Without this action, real wages would have been 8 per cent lower, or around £2,000 per worker per year, and 1.5m more people would have been out of work. In short, though it may have been painful for some savers, monetary policy has been highly effective.
And since this action, more than 3m jobs have been created, the proportion of people in work has moved to its highest level on record, wages are up more than 20 per cent before adjusting for inflation and real output is up 18 per cent. 
All major income groups, from the highest earners to the lowest, have seen their income and wealth rise, despite the headwinds from the aftermath of the crisis.
The Bank rate has already been increased from its record low of 0.25 per cent to 0.75 per cent and more gradual rate rises are likely, if the economy continues on its current path. Alongside these measures, we have also taken steps to address the underlying 'structural' problems in the financial sector.
To align the values of the market with those of our society, tough new codes and standards are now in place. We've established a new regime that ensures the people who run financial firms are properly accountable for their actions and those of the employees they oversee.
If there's bad conduct, bankers can now lose their bonuses and their jobs, or even face new criminal penalties.
Banks are less complex and more focused on you, their savers, borrowers and small business customers.
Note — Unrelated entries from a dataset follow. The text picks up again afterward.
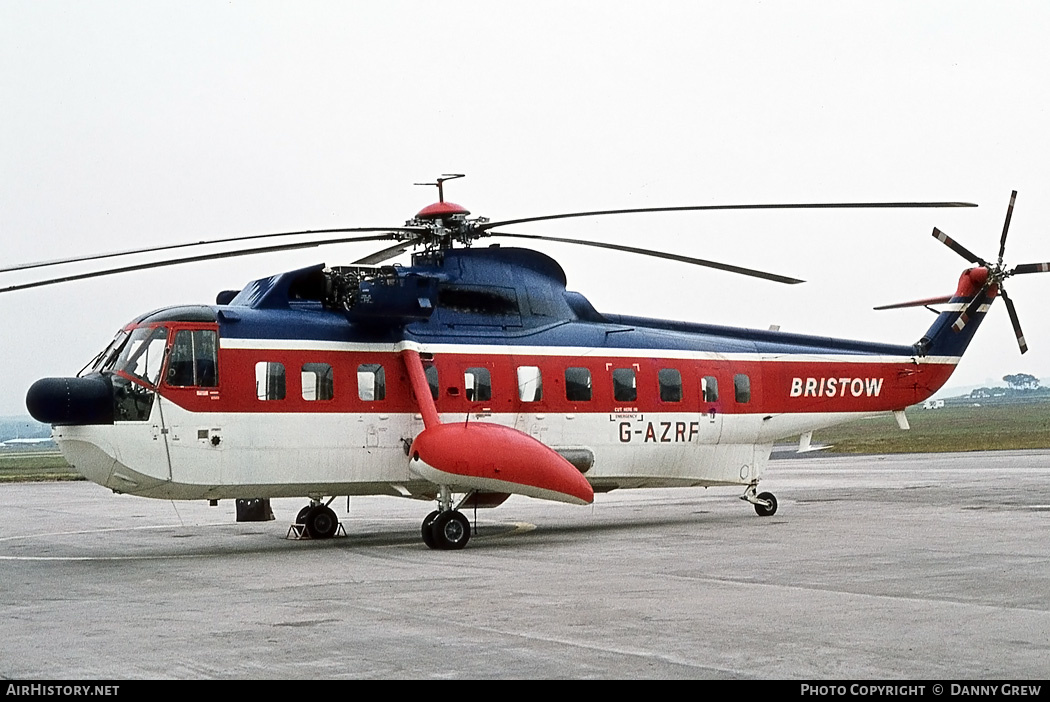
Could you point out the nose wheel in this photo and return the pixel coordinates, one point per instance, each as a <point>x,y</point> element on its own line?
<point>765,503</point>
<point>446,531</point>
<point>318,520</point>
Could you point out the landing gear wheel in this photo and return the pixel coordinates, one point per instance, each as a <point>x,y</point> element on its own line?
<point>321,523</point>
<point>450,530</point>
<point>761,510</point>
<point>427,529</point>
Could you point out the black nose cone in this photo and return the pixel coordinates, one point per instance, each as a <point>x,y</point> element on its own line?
<point>87,400</point>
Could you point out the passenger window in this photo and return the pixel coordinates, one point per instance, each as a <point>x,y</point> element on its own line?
<point>432,380</point>
<point>193,359</point>
<point>709,388</point>
<point>269,380</point>
<point>741,385</point>
<point>624,387</point>
<point>371,382</point>
<point>529,383</point>
<point>317,381</point>
<point>478,383</point>
<point>670,385</point>
<point>578,386</point>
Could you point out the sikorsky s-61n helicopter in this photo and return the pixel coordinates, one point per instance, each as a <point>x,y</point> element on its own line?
<point>474,373</point>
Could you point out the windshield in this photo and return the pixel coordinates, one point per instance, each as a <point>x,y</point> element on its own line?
<point>105,358</point>
<point>143,354</point>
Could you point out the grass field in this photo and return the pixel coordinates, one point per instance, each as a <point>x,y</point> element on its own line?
<point>953,428</point>
<point>35,465</point>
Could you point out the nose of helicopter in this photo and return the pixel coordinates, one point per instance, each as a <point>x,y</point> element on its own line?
<point>87,400</point>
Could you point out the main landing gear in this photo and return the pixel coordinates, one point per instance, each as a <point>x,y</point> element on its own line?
<point>445,529</point>
<point>765,504</point>
<point>318,520</point>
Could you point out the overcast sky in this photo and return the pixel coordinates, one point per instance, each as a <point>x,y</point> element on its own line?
<point>127,124</point>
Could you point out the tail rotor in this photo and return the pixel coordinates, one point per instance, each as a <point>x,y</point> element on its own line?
<point>998,274</point>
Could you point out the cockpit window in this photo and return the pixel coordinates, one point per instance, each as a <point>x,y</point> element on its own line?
<point>104,360</point>
<point>143,355</point>
<point>194,359</point>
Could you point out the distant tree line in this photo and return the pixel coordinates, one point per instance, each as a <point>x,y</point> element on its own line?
<point>1016,384</point>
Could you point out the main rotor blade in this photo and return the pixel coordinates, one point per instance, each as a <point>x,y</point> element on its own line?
<point>656,254</point>
<point>1006,226</point>
<point>916,303</point>
<point>172,247</point>
<point>385,254</point>
<point>786,206</point>
<point>192,259</point>
<point>958,248</point>
<point>1014,321</point>
<point>971,309</point>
They now lend to more households and businesses and trade less with each other.
We've replaced toxic shadow banks – financial institutions that were not regulated – with a financial system that serves our businesses far better.
We've made banks more resilient by increasing the safety net they must hold against losses by more than three times. 
And banks now have ten times more assets that are readily available in an emergency than they did before. 
The era of 'heads they win, tails we lose' banking is over. Banks are now structured so that their shareholders and big private debt investors – not taxpayers – will bear the cost of future failures.
And we've ring-fenced the UK's most important High Street banks, so that even if your bank gets into trouble in the City, your local branch can continue to provide the service you need.
Despite the huge progress over the past decade, we can't let complacency set in again. If the experience of the financial crisis can teach policy makers anything, it should be humility.
Instead of believing it's different this time, or hoping that everything will be all right on the night, the Bank of England now thinks about what could go wrong and then prepares our banks so they can keep doing their jobs in case it does.
That's what we've been doing the past few years in preparation for Brexit.
Some of you may have disagreed with some of the things the Bank has said on this topic. But our job is to prepare for the worst, not hope for the best.
By identifying the risks and coming forward with solutions, the Bank is working hard every day to get our financial system in shape for Brexit, whatever form it takes.
That's why, over the next decade and beyond, UK households and businesses will be able to rely on our financial system to serve them in bad times as well as good.